A rumble is a continuous deep, resonant sound, such as the sound made by heavy vehicles or thunder. In the context of audio reproduction rumble refers to a low frequency sound from the bearings inside a turntable. This is most noticeable in low quality turntables with ball bearings. Higher quality turntables use slide bearings, minimizing rumble.
Some phono pre-amplifiers implement a rumble filter, in an attempt to remove the noise. A heavier platter can also help dampen this.
Rumble measurement is carried out on turntables (for vinyl recordings) which tend to generate very low frequency noise originating from the centre bearing and from drive pulleys or belts, as well as from irregularities in the record disc itself.
It can be heard as low-frequency noise and becomes a serious problem when playing records on audio systems with a good low-frequency response. Even when not audible, rumble can cause intermodulation, modulating of the amplitude of other frequencies.
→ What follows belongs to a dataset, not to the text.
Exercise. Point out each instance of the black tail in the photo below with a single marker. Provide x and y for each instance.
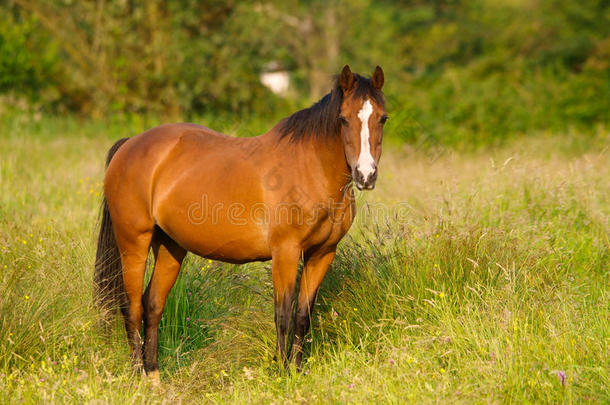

The 'unweighted' response curve is intended for use in assessing the level of inaudible rumble with such intermodulation in mind.
One way to reduce rumble is to make the turntable very heavy, so that it acts as mechanical damper or low-pass filter, but even with the best turntables a lot of rumble tends to be generated by warped records or pressing irregularities sometimes visible as 'bobbles' in the surface. An important factor affecting rumble is low-frequency resonance resulting from pickup arm mass bouncing against stylus compliance. This resonance is usually in the 10-30 Hz region, and will increase rumble as well as reducing tracking ability if not well-damped. Some pickup arms incorporate viscous damping aimed at eliminating such resonance.
Because these effects generate a mostly vertical component at the stylus, which corresponds to a difference signal in stereo reproduction, the incorporation of a high-pass filter operating only on the channel difference can be very effective in reducing rumble without loss of bass. Such a filter merges the two channels to mono at very low frequencies, which is not generally considered to have any effect on stereo perception, though it can change the sound balance (often for the better) by altering the way in which resonant room modes are stimulated (reducing corner to corner stimulation). The original circuit was designed in 1978 by Jeff Macaulay and featured as a circuit idea in Wireless World. Most so-called rumble filters work by simply rolling off the low-frequency response, which is detrimental to sound quality.
Though several standards exist that define how rumble should be measured, they all have a common basis, and use the weighting curves shown here. DIN 45539 (1971) and IEC98-1964 both cover rumble measurement. BS4852: Part 1 (1972) is specific in requiring that a slow rectifier be used, which shall reach 99% of its steady indication in 5s +-0.5s with not more than 10% overshoot.